From Genentech’s non-melanoma basket trial for the BRAF inhibitor vemurafenib in 2012, it was discovered that, in colorectal cancer, BRAF inhibition triggers the epidermal growth factor receptor (EGFR) signalling pathway that drives cancer proliferation ‒ a pathway not active in melanoma (Prahallad A et al. Nature 2012). More recently, the FDA approved a combination of BRAF inhibitors with EGFR inhibitors for treating metastatic colorectal cancers.
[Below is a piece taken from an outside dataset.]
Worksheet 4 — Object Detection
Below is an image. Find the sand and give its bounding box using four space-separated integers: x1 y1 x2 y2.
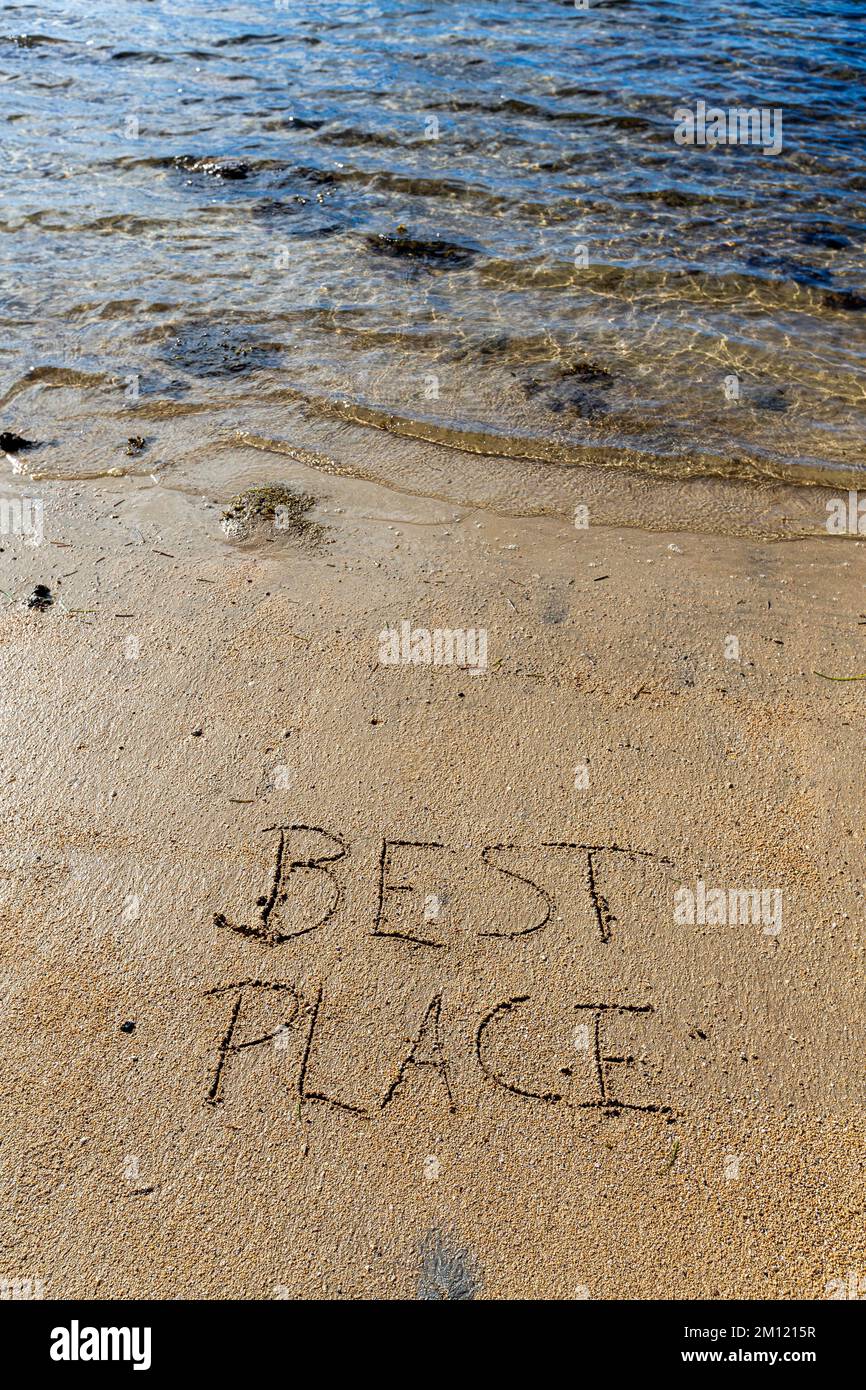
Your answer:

Differences were also found in a multi-histology basket study of the pan-HER kinase inhibitor neratinib (Nerlynx) from Puma Biotechnology, which targets both HER2 and HER3 receptors and is approved by the EMA for treating HER2-positive breast cancer. The study found clinical responses in patients with breast, cervical, biliary, salivary, and non-small-cell lung cancers, but not in those with bladder cancer and colorectal cancer.
Even before tumour agnostic approaches, there have always been differences in drug efficacy amongst patient sub-populations such as by age-group, gender, and general health status, and Pignatti suggests that, for regulators, histology may become just one more factor that needs to be considered. “Histology will be a question, but all the characteristics of a population will be looked at, and if they’re not homogeneous, you need to ask the question: Are there sub-populations where it can be shown that the drug doesn’t work? ‒ and then we will have to review our concept of a pan-histology efficacy to something which is a little bit more specific.”
“You need to ask: Are there sub-populations where the drug doesn’t work? ‒ then we will have to review our concept of a pan histology efficacy to something a little bit more specific”
For some clinicians the focus on tumour-agnostic therapies is unjustifiably overshadowing other areas of cancer treatment. The issue has sparked differences in opinion in the oncology community. An analysis by Vinay Prasad at the Oregon Health & Science University in Portland found that only about 9% of patients with metastatic cancer will be eligible for a genome-targeted drug, and just 5% will benefit from the therapy. He says the enthusiasm surrounding the promise of precision medicine needs to be tempered (Marquart J et al. JAMA Oncol 2018).
Others say that a growing number of patients will benefit as more tumour-agnostic therapies are approved. In a recent Science article, oncologist David Hyman reported that Memorial Sloan Kettering Cancer Centre, in New York, had tested tumours of more than 25,000 patients: 15% could already be matched to an FDA-approved drug; a further 10% could be matched to drugs in clinical trials, and a further 10‒15% to drugs currently in pre-clinical animal trials.
But is too much attention and funding given to these approaches at the expense of other important therapeutic avenues? “To some extent, I agree with this statement,” says Lacombe. “Not everything is about drugs. It’s also about improving our radiation oncology techniques. It’s bringing new technologies to patients. It’s also improving surgical approaches ‒ cancer is a very interdisciplinary field, it’s a disease that is treated by an interdisciplinary team, so we should look at the palette of treatments that we have.” Clearly the picture will never be as simple as one drug for one biomarker regardless of the cancer type. Tumour-agnostic approaches represent the next step in precision medicine and our improved understanding of cancer biology. But it may be that they will continue to be the exception rather than the rule. “There remains an array of uncertainties and we have to understand, actually, why some patients are not going to benefit,” says Lacombe. “We should remain humble. We are making progress, but we should be conscious of our limits, and what we say out there to patients.”